Rogue AP Detection and Mitigation
Rogue APs are unauthorized wireless access points. These rogues can be physically connected to the wired network or they can be outside the building in a neighbor’s network or they can be in a hacker’s parked car. Valid network users should not be allowed to connect to the rogue APs because rogues pose a security risk to the corporate network. Rogue APs can appear in an enterprise network for reasons as innocent as users experimenting with WLAN technology, or reasons as dangerous as a malicious attack against an otherwise secure network. Physical security of the building, which is sufficient for wired networks with the correct application of VPN and firewall technologies, is not enough to secure the WLAN. RF propagation inherent in WLANs enables unauthorized users in near proximity of the targeted WLAN (for example, in a parking lot) to gain network access as if they were inside the building.
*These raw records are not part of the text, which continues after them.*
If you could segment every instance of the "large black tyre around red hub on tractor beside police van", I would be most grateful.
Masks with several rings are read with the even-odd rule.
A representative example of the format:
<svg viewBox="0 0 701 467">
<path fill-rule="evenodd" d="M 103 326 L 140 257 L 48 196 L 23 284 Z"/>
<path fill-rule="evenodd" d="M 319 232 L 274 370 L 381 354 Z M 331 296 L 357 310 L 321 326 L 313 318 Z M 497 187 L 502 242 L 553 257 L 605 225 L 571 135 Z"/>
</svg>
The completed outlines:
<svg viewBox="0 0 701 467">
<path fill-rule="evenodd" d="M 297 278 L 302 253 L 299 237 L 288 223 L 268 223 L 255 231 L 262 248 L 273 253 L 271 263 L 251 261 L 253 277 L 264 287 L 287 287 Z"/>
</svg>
TABLE 19: Fortinet Support of Rogue Detection and Mitigation
|Rogue Detection||Rogue Mitigation|
|AP1000||4.1 and later||4.1 and later|
|AP400||5.0 and later||5.0 and later|
Regardless of why a rogue AP exists on a WLAN, it is not subject to the security policies of the rest of the WLAN and is the weak link in an overall security architecture. Even if the person who introduced the rogue AP had no malicious intent, malicious activity can eventually occur. Such malicious activity includes posing as an authorized access point to collect security information that can be used to further exploit the network. Network security mechanisms typically protect the network from unauthorized users but provide no means for users to validate the authenticity of the network itself. A security breach of this type can lead to the collection of personal information, protected file access, attacks to degrade network performance, and attacks to the management of the network.
To prevent clients of unauthorized APs from accessing your network, enable the options for both scanning for the presence of rogue APs and mitigating the client traffic originating from them. These features are set globally from either the CLI or Web UI, with the controller managing the lists of allowable and blocked WLAN BSSIDs and coordinating the set of APs (the mitigating APs) that perform mitigation when a rogue AP is detected.
As a result of the channel scan, a list of rogue APs is compiled and sent by the controller to a number of mitigating APs that are closest to the rogue AP. Mitigating APs send mitigation
(deauth) frames to the rogue AP where clients are associated to remove those clients from the network. This presence of the rogue AP generates alarms that are noted on the Web UI monitoring dashboard and via syslog alarm messages so the administrator is aware of the situation and can then remove the offending AP or update the configuration list.
Rogue Scanning can be configured so that it is a dedicated function of a radio on a dual radio AP or a part time function of the same radio that also serves clients. When rogue AP scanning (detection) is enabled, for any given period, an AP spends part of the time scanning channels and part of the time performing normal AP WLAN operations on the home channel. This cycle of scan/operate, which occurs on a designated AP or an AP interface without assigned stations, ensures there is no network operation degradation.
For AP400 and AP1000, each radio is dual band (supports both 2.4GHz and 5.0GHz) and capable of scanning for all channels and all bands when configured as a dedicated scanning radio. As access points are discovered, their BSSID is compared to an AP access control list of BSSIDs. An access point might be known, blocked, or nonexistent on the access control list. A “known” AP is considered authorized because that particular BSSID was entered into the list by the system administrator. A “selected” AP is blocked by the Wireless LAN System as an unauthorized AP. The Fortinet WLAN also reports other APs that are not on the access control list; these APs trigger alerts to the admin console until the AP is designated as known or selected in the access control list. For example, a third party BSS is detected as a rogue unless it is added to the access control list.
Fortinet APs also detect rogue APs by observing traffic either from the access point or from a wireless station associated to a rogue. This enables the system to discover a rogue AP when the rogue is out of range, but one or more of the wireless stations associated to it are within range.